Bis Mitte der neunziger Jahre stellte die Fraktion der SozialistenInnen und SozialdemokratInnen die Mehrheit im EU-Parlament – doch diese Zeiten einer linken Hegemonie sind vorbei, die Rechten haben nun das Sagen in Europa. Und das ausgerechnet zu einem Zeitpunkt, an dem der EU-Vertrag von Lissabon kurz vor der Ratifizierung steht, was die EU sehr viel mächtiger machen wird.
Mit der positiven Abstimmung in Irland scheint der Lissabon-Vertrag – also de facto die EU-Verfassung – greifbar. Die Union wird mit dem Vertrag eine Rechtspersönlichkeit, die die Kompetenzen der Nationalstaaten noch enger beschneiden wird. Eine Persönlichkeit, deren Wesen vom Wunsch nach „freiem und unverfälschtem Wettbewerb“ bestimmt sein wird. Wie mit einem solchen Charakterzug die „Globalisierung reguliert“ werden soll, ist sehr fraglich.

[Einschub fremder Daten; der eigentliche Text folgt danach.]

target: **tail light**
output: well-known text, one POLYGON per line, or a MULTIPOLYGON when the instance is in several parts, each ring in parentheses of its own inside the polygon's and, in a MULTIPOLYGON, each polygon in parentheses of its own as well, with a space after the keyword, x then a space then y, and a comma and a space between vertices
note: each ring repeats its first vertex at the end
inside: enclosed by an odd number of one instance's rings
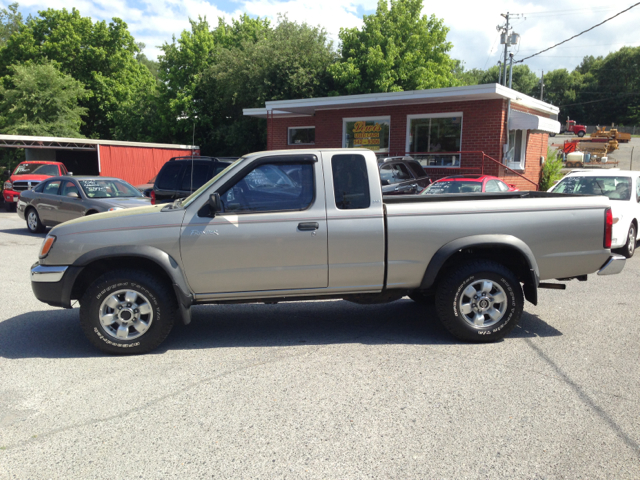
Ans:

Auf andere Charakterzüge wurde dafür verzichtet, als die Lissabonner „Rechtspersönlichkeit“ erschaffen wurde, sagen KritikerInnen des Vertrags. „Grundsätzliche Dinge wie ein europaweiter Mindestlohn und ein Streikrecht fehlen in der europäischen Gesetzgebung“, kritisiert der Innsbrucker Politologe Arno Tausch. EU-Staaten könnten sich weiterhin gegenseitig Konkurrenz um die niedrigsten Löhne und Sozialstandards machen, um Unternehmen eine Niederlassung schmackhaft zu machen. „Die Ungleichheit zwischen Armen und Reichen wird so immer größer, das ist ein Tanz ums goldene Kalb“, sagt Tausch.

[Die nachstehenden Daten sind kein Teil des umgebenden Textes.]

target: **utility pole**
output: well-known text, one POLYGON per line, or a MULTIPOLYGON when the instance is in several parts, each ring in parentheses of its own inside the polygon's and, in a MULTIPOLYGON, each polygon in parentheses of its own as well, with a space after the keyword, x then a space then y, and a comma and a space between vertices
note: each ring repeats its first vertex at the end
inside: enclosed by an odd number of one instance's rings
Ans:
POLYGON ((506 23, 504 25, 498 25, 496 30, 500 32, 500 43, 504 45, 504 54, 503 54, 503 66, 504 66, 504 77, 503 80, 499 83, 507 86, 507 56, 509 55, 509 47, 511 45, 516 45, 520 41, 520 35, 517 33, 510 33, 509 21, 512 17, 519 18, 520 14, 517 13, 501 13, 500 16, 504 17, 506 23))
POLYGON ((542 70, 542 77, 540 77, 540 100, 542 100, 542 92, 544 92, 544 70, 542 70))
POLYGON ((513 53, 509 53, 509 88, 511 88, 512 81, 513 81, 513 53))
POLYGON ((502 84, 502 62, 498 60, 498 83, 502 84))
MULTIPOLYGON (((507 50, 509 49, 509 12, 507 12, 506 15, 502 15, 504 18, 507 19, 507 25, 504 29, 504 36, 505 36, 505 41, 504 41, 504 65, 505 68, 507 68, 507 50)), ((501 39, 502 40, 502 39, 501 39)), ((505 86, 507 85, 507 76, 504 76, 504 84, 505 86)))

Befürworter des neuen Grundvertrages beharren trotz solcher Kritik, dass der Vertrag von Lissabon Europa demokratischer und sozialer machen wird. Die Rechte des Parlaments gegenüber der EU-Kommission und dem Rat der EU würden gestärkt werden. Das vom Volk direkt gewählte Parlament hätte nun erstmals die Möglichkeit, in vielen entscheidenden Politikbereichen seine Meinung durchzusetzen. Soziale Mindeststandards könnten durch den Vertrag erstmals in der ganzen EU durchgesetzt werden.

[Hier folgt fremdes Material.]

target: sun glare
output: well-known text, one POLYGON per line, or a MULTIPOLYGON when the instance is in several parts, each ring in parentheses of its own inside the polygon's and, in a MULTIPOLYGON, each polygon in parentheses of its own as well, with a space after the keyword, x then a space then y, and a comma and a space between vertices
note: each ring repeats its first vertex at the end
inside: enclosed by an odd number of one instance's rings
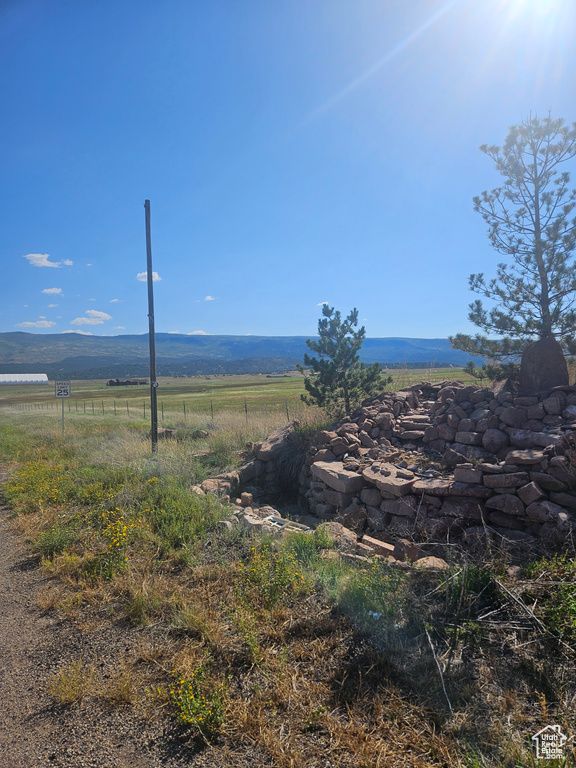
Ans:
POLYGON ((533 14, 534 16, 551 16, 561 10, 563 0, 508 0, 510 10, 514 14, 533 14))

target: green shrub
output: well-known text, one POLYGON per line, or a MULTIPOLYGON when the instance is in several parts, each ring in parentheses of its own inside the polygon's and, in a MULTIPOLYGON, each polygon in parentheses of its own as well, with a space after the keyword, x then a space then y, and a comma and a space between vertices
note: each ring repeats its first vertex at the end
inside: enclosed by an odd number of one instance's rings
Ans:
POLYGON ((224 722, 223 685, 210 684, 206 664, 199 664, 188 678, 176 676, 170 701, 178 721, 204 738, 217 733, 224 722))
POLYGON ((305 589, 302 569, 290 549, 273 551, 269 544, 252 547, 252 558, 240 564, 240 591, 254 605, 272 608, 282 597, 305 589))

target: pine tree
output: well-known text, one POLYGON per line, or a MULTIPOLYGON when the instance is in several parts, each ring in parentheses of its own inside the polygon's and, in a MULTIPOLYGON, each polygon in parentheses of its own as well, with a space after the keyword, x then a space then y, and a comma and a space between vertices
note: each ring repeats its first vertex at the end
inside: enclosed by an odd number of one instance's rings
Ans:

Gegner des Vertrags wollen das nicht glauben. Sie orten bei der dem EU-Parlament angedachten Rolle demokratische Defizite. Auch in naher Zukunft wird es nicht das Recht haben, eigene Gesetze vorzuschlagen. Die Initiative liegt weiter bei der Kommission, die von den einzelnen Regierungen bestellt wird. Auch das „Europäische Volksbegehren“, das im Vertragswerk vage angesprochen wird, blieb bislang undefiniert.

Besonders betroffen von einem auf Wettbewerb aufgebauten Europa sind die neuen Mitgliedsländer des ehemals kommunistischen Osteuropas. Der Politikwissenschaftler Ulrich Brand sieht die Öffnung neuer Märkte in den östlichen Beitrittsländern als wesentliches Motiv für die EU-Osterweiterung. Versprechungen vom Segen der Marktwirtschaft hätten zu einer wirtschaftlichen „Kolonialisierung durch den Westen“ im Osten Europas geführt. „Es gab zwar einen Wohlstandszuwachs im Osten, aber es öffnete sich auch die Schere zwischen Arm und Reich“, sagt Brand. In zehn Jahren werde die Wende anders diskutiert werden, ist der studierte Betriebswirt sicher. „Es wird gefragt werden: Welche Alternativen sind verpasst worden?“ Mit der Privatisierung von Staatsbetrieben sei jedenfalls „Volksvermögen“ verschleudert worden.
Daniel Cohn-Bendit kann das nicht gegen den Lissabon-Vertrag aufbringen, er setzt auf eine Veränderung von innen. Die Europäischen Grünen müssten es schaffen, „die notwendige Transformation des Kapitalismus zu verbinden mit einer europäischen Positionierung“, sagte er vor kurzem einer österreichischen Tageszeitung.
Wie er sich damit gegen die rechte Mehrheit behaupten will? „Es geht mir auf den Geist, dass es immer nur gegen Nicolas Sarkozy geht, ich bin für Europa“, sagte Cohn-Bendit.